Some students may display an exacerbation of twitchy, fiddling behaviour, such as pencil twirling, or repetitive tapping on the keyboard. Perhaps others have physiological reactions, becoming sweaty and flustered. Other students may vocalise their self-talk, mumbling and moaning that “it’s too hard” in the desperate hope that a fellow student, a teacher, an aide or a parent may come and assist them. The adoringly titled “class clown” may begin to distract themselves with irrelevant tasks, sometimes distracting other learners.
Place these same students in a classroom that focuses on a topic they love and the difference is amazing. They focus harder, persist longer, rise to more challenges, raise their hand for help and participate in class discussions. Their self-talk moves from negative to positive, fostered by the engaged classroom and teachers who appreciate and seek out each individual learners regardless of ability or difficulty. These are the good lessons, the good days.
Students with additional learning needs face myriad difficulties. Perhaps they aren’t able to see the board clearly, hear the teacher over the voices of their peers, or write down the instructions in time. Feelings of frustration, irritation and stress can flourish in such situations.
Imagine being in a room where everyone else seems to “get it”, “see it”, “hear it”, but for you.

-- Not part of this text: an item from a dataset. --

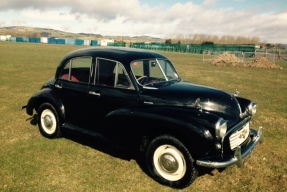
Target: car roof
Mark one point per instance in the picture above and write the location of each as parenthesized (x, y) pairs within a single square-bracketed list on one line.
[(124, 55)]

Stressful? How would you react?
Would you put your head down and ignore the calls of the facilitator? Would you begin talking to the people next to you? Would you doodle, draw, read a book? These behaviours are easy “go to” behaviours of any student who feels they are struggling.
We teach resilience. We model coping strategies. We reinforce the strengths in each individual learner.
We involve family, peers, the community of the school and their staff. We focus on what the student can do, what they enjoy, what jolts that spark in their eyes.
We accept that each learner will have bad days, but we can motivate and engage them again soon. We get to know our students, we take pride in their achievements and set their next goal.